Modifying Dockerfile and docker-compose.yml

⏭️
If you cloned the fork above, all changes in this section are already applied. Skip ahead to "Running".

While an official Docker image is available, we'll build a custom image this time. The repository includes both Dockerfile-server-base and Dockerfile-server, but the latter simply copies the Python source code on top of the former's image. Since we'll be mounting the source code directly via Docker Compose, Dockerfile-server is not used.

Modify Dockerfile-server-base with the following changes:

  • Remove Chinese locale settings
  • Remove Chinese pip mirror config
  • Optimize build with Bind Mount and Cache Mount
  • Add Python env vars (PYTHONUNBUFFERED=1 and PYTHONUTF8=1)
# Dockerfile-server-base
FROM python:3.10-slim

RUN --mount=type=cache,target=/var/cache/apt,sharing=locked \
    --mount=type=cache,target=/var/lib/apt,sharing=locked \
  rm -f /etc/apt/apt.conf.d/docker-clean && \
  apt-get update && \
  apt-get install -y --no-install-recommends libopus0 ffmpeg

ENV \
  PYTHONUTF8=1 \
  PYTHONIOENCODING=utf-8 \
  PYTHONUNBUFFERED=1

WORKDIR /opt/xiaozhi-esp32-server

RUN --mount=type=bind,src=main/xiaozhi-server/requirements.txt,dst=requirements.txt \
    --mount=type=cache,target=/root/.cache/pip \
  pip install --upgrade pip setuptools wheel && \
  pip install -r requirements.txt --default-timeout=120 --retries 5
Dockerfile-server-base

Modify docker-compose.yml as well.

Changes:

  • Use the custom-built image
  • Change the timezone to JST (Asia/Tokyo)
  • Mount the Python source code directly (By default, it is configured to mount only the data folder and the ASR model to the prebuilt source-code-included image)
@@ -3,13 +3,17 @@
   xiaozhi-esp32-server:
-    image: ghcr.nju.edu.cn/xinnan-tech/xiaozhi-esp32-server:server_latest
+    build:
+      context: ../..
+      dockerfile: Dockerfile-server-base
+    command: ["python", "app.py"]
     environment:
-      - TZ=Asia/Shanghai
+      - TZ=Asia/Tokyo
     volumes:
-      - ./data:/opt/xiaozhi-esp32-server/data
-      - ./models/SenseVoiceSmall/model.pt:/opt/xiaozhi-esp32-server/models/SenseVoiceSmall/model.pt
+      - .:/opt/xiaozhi-esp32-server
main/xiaozhi-server/docker-compose.yml

Firmware Modification

To connect to the server running on your PC, the endpoint that StackChan connects to must be changed.

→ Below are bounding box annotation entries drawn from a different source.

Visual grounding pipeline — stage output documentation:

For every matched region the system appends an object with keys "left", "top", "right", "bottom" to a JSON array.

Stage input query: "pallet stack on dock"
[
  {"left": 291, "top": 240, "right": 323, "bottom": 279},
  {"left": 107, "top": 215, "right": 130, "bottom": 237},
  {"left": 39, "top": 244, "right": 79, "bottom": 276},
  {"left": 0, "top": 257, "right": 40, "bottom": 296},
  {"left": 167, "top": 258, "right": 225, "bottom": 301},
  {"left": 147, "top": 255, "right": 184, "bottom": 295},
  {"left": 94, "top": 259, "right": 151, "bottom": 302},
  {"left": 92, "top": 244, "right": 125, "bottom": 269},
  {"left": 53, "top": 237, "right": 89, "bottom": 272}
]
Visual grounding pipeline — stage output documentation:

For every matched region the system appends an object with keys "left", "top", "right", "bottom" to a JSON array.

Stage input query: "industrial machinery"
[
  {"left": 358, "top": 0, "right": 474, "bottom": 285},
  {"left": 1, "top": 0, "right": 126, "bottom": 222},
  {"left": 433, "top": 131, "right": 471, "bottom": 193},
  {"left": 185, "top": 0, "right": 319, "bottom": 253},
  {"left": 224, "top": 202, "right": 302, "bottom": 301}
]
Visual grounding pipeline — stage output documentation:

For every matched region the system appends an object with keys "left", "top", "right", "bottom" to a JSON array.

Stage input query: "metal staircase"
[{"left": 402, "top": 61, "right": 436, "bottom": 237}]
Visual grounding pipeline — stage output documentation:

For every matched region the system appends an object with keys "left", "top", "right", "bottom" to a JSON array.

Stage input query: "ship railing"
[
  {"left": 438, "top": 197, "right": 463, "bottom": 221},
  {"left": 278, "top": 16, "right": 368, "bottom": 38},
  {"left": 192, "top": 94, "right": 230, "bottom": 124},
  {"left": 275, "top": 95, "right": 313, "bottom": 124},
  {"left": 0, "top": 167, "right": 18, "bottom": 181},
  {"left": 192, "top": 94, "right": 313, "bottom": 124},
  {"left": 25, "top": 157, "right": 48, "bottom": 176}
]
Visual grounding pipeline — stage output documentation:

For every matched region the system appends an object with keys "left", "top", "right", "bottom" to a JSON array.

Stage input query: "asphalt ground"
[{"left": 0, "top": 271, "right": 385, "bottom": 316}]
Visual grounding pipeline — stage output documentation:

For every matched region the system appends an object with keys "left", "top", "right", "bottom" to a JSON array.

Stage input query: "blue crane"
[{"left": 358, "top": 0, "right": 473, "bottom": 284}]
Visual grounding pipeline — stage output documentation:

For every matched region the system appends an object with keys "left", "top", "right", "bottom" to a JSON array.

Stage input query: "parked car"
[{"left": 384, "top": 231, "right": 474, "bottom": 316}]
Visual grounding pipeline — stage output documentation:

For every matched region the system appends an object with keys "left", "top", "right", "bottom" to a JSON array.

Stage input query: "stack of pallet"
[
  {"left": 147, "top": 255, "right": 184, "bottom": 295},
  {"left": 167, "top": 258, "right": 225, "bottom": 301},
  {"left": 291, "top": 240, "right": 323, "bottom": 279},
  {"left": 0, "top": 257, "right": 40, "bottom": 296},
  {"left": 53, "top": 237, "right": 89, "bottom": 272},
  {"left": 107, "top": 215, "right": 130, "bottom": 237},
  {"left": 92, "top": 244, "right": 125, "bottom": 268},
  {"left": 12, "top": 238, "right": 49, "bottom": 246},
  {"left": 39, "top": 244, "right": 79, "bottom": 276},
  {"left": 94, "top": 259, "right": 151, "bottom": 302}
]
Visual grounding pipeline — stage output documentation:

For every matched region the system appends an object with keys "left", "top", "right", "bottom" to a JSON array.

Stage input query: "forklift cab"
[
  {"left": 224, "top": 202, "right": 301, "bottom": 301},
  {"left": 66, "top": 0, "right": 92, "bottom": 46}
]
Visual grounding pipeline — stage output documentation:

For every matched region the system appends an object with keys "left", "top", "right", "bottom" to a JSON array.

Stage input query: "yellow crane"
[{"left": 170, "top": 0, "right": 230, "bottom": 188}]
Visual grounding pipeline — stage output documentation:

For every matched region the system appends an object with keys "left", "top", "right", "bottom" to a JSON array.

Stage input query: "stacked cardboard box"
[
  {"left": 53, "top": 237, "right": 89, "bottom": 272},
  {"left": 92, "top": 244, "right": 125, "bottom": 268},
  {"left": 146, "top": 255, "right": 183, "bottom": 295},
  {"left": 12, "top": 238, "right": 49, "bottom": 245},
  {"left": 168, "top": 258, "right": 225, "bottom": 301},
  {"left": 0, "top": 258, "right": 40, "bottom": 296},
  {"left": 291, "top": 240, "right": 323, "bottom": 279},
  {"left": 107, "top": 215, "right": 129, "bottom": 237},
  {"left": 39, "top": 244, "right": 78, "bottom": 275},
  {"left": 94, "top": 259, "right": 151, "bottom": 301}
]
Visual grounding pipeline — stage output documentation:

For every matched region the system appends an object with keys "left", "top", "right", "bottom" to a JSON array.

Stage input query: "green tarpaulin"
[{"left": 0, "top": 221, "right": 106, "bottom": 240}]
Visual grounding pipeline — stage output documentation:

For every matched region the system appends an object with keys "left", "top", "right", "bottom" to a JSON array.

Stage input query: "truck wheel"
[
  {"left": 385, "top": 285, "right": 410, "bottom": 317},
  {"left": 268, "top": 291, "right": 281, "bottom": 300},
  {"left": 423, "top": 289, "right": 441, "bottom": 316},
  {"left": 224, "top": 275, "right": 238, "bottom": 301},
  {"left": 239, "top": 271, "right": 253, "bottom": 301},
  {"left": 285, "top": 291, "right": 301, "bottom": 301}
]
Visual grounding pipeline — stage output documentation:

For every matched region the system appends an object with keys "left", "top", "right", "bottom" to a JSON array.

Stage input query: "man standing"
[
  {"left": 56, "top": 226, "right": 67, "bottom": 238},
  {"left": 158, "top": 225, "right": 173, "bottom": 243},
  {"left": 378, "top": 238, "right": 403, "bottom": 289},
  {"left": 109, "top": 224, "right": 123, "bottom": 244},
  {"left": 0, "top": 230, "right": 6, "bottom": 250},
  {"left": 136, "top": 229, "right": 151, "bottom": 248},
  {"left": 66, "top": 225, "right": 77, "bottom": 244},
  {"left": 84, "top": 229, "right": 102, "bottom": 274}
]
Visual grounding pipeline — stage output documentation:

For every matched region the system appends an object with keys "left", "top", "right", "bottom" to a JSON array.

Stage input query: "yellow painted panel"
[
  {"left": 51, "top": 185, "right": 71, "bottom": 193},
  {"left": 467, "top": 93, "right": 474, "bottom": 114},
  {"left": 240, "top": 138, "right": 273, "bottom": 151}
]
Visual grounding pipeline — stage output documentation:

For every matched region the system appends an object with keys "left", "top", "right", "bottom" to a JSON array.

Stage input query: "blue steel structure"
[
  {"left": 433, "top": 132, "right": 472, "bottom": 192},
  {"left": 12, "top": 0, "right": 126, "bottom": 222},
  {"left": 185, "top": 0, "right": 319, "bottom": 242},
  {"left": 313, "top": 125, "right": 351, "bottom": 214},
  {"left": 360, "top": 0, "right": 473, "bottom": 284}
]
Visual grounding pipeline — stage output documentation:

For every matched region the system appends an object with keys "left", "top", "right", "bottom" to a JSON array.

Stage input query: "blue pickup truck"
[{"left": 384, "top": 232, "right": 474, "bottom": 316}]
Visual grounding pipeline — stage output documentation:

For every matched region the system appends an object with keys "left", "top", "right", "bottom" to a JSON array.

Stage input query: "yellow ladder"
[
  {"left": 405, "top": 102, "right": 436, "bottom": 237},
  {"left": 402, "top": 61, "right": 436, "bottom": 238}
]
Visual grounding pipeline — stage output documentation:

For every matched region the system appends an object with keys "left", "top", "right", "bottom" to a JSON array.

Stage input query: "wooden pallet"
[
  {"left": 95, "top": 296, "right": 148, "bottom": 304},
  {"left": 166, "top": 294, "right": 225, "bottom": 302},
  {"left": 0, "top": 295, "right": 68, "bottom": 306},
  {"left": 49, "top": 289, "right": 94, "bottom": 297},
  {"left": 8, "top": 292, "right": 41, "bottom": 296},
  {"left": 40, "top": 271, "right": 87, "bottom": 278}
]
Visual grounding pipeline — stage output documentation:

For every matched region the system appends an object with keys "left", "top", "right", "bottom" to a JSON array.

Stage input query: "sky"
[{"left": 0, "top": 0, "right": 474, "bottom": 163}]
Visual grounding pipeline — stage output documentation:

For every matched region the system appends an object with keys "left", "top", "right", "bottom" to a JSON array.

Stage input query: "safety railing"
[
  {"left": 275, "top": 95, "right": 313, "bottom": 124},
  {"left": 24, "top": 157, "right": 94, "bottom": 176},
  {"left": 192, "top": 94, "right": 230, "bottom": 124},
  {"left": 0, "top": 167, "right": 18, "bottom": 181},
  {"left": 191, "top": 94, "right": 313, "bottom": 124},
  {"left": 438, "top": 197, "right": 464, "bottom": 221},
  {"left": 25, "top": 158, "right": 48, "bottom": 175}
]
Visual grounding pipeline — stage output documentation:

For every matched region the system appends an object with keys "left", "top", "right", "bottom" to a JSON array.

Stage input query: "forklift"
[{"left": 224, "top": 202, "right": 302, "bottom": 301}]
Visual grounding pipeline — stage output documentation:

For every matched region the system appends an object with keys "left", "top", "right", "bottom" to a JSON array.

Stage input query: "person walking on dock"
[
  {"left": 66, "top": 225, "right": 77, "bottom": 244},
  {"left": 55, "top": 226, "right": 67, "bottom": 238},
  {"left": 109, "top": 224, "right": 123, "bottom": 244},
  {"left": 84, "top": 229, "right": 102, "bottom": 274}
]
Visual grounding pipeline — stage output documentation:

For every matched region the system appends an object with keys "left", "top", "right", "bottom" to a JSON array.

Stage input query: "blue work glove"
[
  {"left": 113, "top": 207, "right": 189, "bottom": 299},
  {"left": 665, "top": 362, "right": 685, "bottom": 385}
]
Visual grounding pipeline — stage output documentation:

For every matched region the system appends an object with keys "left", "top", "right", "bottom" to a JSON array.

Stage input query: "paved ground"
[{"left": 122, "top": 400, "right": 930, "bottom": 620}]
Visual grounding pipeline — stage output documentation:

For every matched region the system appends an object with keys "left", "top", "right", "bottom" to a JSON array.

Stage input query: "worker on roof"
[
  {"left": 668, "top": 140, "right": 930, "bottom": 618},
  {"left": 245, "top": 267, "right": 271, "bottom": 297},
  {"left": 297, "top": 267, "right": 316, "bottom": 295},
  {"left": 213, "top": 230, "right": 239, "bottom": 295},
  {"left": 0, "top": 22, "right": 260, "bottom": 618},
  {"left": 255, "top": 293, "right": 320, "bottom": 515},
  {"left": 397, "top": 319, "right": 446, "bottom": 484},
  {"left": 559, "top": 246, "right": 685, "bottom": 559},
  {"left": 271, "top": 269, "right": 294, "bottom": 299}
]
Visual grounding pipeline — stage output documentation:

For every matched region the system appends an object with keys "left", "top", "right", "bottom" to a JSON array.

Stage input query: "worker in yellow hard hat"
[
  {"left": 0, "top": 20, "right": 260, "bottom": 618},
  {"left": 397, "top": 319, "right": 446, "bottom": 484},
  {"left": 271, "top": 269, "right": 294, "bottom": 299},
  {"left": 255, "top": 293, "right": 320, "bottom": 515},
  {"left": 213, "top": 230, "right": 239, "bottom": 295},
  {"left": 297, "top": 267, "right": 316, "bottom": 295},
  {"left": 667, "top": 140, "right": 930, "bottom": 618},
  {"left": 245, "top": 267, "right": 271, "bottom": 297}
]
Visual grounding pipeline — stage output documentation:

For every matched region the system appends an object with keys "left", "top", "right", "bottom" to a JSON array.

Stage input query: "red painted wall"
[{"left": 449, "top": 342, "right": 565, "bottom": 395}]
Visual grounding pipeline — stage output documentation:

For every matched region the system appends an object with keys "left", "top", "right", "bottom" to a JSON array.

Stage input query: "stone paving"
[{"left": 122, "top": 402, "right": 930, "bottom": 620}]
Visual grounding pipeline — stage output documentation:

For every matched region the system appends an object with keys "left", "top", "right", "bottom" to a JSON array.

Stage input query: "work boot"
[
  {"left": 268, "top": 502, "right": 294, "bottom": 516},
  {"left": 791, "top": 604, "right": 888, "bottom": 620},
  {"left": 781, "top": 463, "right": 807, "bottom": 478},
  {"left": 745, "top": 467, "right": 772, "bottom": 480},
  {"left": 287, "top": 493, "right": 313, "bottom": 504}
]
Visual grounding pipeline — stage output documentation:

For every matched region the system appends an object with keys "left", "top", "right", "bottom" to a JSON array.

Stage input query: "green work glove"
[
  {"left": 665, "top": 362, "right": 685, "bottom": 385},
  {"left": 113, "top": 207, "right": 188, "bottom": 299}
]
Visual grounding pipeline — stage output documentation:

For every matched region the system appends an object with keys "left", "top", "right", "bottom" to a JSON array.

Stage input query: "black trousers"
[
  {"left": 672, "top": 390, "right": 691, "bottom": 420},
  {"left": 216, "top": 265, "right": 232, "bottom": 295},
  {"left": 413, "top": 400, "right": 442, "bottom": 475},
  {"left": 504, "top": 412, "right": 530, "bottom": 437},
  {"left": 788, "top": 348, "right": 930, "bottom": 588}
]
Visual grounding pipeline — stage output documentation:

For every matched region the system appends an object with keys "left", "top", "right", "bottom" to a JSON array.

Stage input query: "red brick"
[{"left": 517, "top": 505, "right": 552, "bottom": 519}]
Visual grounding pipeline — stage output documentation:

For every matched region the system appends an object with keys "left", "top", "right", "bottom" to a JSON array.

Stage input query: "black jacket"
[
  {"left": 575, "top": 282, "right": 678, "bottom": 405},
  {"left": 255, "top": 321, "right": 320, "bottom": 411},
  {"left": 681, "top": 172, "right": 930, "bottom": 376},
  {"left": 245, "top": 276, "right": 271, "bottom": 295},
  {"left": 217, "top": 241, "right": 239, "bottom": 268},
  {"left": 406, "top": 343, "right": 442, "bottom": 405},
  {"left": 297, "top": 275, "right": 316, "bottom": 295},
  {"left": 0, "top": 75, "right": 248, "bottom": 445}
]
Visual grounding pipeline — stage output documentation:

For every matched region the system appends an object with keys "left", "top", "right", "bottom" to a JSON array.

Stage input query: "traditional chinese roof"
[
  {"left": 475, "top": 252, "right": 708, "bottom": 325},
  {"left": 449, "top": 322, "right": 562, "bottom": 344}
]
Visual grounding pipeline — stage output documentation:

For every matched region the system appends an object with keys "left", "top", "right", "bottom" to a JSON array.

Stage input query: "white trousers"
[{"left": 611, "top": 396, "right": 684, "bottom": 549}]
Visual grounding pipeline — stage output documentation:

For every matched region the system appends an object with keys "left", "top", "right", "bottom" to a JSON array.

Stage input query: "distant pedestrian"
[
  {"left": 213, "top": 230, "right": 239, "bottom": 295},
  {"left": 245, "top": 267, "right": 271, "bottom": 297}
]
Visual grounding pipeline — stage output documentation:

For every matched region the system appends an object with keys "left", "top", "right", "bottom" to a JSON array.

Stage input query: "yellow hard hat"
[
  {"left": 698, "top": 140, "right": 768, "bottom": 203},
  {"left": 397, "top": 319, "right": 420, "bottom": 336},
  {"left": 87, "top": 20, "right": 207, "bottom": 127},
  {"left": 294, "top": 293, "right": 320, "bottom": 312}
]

Currently, the connection endpoint cannot be changed from the official app or similar tools, so we must directly modify the firmware.

⚠️
Firmware modification may cause StackChan to malfunction or fail to boot (bricking).

As a last resort, use the M5Stack official flashing tool M5Burner to perform a flash erase (including all NVS settings such as Wi-Fi) and reflash the stock firmware.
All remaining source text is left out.